There I stood all smug and proud in line, about to introduce my daughter to the wonders of the public library system. We were standing next to Miss C’s soccer coach, I might add, who I couldn’t help but overhear was paying off a twelve dollar fine. I mean, could you imagine? Twelve dollars in fines? Who could be so irresponsible? What kind of rogue library patron would do such an irresponsible thing? What sort of irresponsible citizen would rack up fines at the library?
The library clerk checked our account and, cue suspenseful music, lo and behold she told me I had late fees on my account. I blew this off, chuckling and thinking that surely it was just a dollar or two. And then I asked her how much I owed.
“Twenty dollars.” (And some change.)
So much for my squeaky clean library record.
Apparently I had checked out several DVDs that we forgot to return for a couple of days last year. They racked up a $2 a day fine per DVD. Then there were late fees for books, ranging from a board book, “Jesus Stops a Storm,” to chick lit, Jennifer Weiner’s “Good in Bed.” We are nothing, but intellectually diverse, at this house. Rumor has it there were also late fees for a couple of really bad DVDs, including Barney and a Blue Collar Comedy Tour DVD that we never watched.
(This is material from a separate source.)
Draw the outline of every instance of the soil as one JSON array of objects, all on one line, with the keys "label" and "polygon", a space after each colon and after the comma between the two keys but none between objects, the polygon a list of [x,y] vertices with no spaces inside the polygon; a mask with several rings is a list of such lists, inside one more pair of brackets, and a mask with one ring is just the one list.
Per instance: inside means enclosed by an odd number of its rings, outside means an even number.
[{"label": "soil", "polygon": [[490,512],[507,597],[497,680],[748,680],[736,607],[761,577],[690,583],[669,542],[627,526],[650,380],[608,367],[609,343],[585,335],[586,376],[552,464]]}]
I’m thinking this must have been the week I had my wisdom teeth extracted and I was on pain pills, otherwise I’m fearful of my deteriorating judgment in movies.
Miss C was able to leave with a library card on a purple lanyard, with the promise that I would pay off our fees with canned goods. Our local library was running a food drive and allowing library flunkees such as myself to redeem themselves by donating cans of tuna and boxes of mac and cheese to wipe the slate clean. I brought in a couple of bags of food the next day to pay off our fines, but I’ll never be able to run for public office should my embarrassing public library record make headline news.